According to the prosecutors, the cocoa harvested at the two properties used to be traded with the same middleman. In a statement to the agency, he said he sold the product to Barry Callebaut, Cargill and Olam.

Repórter Brasil was unable to locate the owners of the Boa União and Sete Voltas farms. Cargill said that it stopped purchasing cocoa from the middleman in question in 2019. The multinational informed that it intends to increase direct purchases from farms, which today account for only 20 percent of the volume purchased. “In the past two years, Cargill opened four more warehouses across Brazil to expand direct purchases,” says the company (see full answer).

Barry Callebaut declined to comment on the case, claiming that it does not disclose information about its suppliers. Olam did not respond either.

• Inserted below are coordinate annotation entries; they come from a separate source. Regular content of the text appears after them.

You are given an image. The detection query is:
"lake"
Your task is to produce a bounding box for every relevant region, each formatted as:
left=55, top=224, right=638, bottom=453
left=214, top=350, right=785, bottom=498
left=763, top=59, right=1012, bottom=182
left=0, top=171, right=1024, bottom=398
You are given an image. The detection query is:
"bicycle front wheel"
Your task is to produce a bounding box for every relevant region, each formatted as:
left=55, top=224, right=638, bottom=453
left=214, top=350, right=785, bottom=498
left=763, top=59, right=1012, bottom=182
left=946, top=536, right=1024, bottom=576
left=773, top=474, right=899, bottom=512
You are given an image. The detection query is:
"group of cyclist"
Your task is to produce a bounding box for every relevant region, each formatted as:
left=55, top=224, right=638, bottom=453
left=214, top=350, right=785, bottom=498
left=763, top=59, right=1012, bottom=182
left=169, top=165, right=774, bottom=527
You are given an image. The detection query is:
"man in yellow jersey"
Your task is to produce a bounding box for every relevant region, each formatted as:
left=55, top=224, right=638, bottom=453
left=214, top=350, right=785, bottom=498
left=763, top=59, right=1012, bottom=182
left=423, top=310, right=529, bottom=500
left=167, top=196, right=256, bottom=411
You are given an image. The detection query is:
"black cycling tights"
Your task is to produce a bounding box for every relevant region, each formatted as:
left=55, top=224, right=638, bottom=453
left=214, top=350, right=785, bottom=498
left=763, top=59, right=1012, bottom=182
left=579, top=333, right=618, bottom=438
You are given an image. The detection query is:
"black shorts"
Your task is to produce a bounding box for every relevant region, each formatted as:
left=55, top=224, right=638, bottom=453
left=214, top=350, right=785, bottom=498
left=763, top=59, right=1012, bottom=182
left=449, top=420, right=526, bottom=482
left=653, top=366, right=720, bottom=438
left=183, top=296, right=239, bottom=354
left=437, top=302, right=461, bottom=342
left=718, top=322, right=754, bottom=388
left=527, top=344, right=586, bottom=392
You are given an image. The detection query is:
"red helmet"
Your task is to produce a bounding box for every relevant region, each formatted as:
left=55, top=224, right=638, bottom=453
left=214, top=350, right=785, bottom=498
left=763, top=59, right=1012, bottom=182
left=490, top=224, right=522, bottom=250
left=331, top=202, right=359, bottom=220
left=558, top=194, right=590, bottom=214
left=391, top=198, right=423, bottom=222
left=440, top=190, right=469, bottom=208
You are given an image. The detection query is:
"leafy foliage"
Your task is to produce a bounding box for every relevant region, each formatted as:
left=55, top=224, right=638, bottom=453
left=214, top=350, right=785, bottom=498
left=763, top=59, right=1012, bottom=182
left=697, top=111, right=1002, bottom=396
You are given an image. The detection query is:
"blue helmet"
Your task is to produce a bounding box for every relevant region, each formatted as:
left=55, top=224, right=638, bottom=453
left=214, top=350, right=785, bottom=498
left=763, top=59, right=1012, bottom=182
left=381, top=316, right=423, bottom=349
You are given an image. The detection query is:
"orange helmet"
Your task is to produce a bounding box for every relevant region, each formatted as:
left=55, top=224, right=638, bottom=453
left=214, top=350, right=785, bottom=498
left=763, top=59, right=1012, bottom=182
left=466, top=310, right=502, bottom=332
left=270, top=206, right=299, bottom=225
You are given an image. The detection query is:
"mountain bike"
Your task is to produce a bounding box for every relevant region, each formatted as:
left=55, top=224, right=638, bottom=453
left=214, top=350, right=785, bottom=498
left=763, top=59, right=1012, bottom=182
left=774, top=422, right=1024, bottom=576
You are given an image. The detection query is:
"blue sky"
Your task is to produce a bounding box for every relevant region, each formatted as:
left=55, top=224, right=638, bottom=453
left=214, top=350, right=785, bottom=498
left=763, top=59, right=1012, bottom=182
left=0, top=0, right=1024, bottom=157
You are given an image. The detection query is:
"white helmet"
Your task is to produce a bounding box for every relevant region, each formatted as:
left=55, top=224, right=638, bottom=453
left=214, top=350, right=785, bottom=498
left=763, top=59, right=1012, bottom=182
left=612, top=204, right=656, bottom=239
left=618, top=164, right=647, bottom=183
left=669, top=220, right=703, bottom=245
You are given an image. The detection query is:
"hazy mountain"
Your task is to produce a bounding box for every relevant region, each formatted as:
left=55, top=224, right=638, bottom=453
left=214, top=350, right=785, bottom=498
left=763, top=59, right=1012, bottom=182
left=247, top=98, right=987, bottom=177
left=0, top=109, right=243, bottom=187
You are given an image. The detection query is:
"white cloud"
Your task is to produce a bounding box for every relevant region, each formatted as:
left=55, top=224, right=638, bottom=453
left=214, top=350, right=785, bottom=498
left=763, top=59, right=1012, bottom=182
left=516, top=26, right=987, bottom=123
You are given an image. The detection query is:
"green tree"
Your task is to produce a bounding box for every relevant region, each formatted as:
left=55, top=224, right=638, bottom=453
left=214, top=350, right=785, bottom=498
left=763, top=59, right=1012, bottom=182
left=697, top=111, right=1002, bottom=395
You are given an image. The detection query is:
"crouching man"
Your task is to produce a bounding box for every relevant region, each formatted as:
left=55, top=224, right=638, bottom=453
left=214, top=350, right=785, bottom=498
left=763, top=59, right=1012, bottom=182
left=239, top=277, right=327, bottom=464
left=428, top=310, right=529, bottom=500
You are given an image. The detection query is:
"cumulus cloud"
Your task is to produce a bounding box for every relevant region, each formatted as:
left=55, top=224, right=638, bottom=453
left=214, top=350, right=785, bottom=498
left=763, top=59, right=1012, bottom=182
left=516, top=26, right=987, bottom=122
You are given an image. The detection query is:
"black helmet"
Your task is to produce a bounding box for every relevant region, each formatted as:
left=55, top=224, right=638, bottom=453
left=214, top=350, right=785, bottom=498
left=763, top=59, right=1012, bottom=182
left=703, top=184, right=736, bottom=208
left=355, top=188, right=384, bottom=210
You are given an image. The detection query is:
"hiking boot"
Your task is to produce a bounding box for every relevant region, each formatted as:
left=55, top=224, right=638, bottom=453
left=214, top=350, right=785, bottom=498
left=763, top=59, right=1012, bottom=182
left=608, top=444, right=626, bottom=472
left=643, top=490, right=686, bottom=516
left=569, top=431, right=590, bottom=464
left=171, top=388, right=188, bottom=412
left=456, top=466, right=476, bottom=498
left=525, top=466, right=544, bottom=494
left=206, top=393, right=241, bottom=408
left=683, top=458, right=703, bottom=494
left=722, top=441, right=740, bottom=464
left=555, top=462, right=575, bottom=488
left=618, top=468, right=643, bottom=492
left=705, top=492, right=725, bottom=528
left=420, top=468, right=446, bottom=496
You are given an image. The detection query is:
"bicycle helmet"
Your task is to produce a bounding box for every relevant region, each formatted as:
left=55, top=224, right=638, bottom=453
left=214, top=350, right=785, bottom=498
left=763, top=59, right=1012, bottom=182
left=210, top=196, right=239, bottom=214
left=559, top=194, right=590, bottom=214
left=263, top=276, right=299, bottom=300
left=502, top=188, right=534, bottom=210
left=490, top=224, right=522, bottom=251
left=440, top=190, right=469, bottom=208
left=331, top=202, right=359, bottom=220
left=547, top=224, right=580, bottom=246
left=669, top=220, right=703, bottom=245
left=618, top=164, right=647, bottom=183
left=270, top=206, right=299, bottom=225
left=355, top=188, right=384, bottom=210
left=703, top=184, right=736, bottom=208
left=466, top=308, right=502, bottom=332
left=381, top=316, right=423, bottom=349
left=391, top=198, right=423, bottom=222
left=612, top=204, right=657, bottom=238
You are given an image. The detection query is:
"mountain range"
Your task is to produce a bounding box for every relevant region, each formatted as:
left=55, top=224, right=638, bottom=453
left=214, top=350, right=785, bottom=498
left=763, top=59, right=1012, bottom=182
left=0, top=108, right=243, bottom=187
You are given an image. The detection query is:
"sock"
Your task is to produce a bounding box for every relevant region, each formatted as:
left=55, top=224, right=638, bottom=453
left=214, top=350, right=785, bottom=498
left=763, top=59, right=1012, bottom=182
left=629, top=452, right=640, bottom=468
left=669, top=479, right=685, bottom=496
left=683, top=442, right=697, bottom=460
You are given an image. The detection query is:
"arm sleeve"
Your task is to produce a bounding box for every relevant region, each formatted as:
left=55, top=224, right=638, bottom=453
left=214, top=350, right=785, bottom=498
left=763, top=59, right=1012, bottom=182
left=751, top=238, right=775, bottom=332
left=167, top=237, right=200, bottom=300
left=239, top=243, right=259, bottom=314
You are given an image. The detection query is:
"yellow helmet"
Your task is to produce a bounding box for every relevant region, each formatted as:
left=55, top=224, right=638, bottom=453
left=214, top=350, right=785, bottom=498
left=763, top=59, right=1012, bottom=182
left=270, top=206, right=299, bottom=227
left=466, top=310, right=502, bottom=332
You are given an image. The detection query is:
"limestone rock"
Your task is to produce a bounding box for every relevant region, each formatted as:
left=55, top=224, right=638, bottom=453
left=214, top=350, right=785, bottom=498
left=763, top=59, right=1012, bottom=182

As in the case of the Diana Farm, the workers of these two properties were also under so-called ‘partnership contracts.’ These are legal arrangements in which the farm owner provides a plot of land to the farm worker – called a ‘partner’ – to manage cocoa trees throughout the year. Workers are not entitled to salaries, but at the end of the harvest they keep a share of the cocoa harvested under their care – usually 50 percent or less.

However, according to the law, farm owners must guarantee minimum housing and infrastructure conditions to their ‘partners,’ in addition to autonomy to sell their cocoa. But that is often not what happens. In some cases, owners impose cocoa buyers on farmers. With little margin for negotiation, profits from the arrangement do not provide decent and proper livelihood.

Virtually all cocoa in Bahia is produced under these contracts, leading to labour violations, explains Labour Prosecutor Ilan Fonseca de Souza. “Partnerships hide employment relationships. Farm owners gets their production without having to hire anyone,” he says. That is why inspectors say that many of those contracts are frauds, i.e. designed to mask a relationship that is actually one of employer and employee.

To stop violations in cocoa plantations, Souza advocates that the industry’s giants should be held accountable, since the acquisition of the product supplies an extremely concentrated market. This possibility, however, comes up against the difficulty to trace the origin of the cocoa beans. Through informal contracts, middlemen gather bags from several farms in order to resell the product to processing companies in larger volumes.

Of the three multinationals that negotiated with the middlemen involved in labour violations, only Barry Callebaut commented on the difficulties of tracking the origin of cocoa. The company promises to certify its middleman, but the system is not ready and no date has been set for operations to start.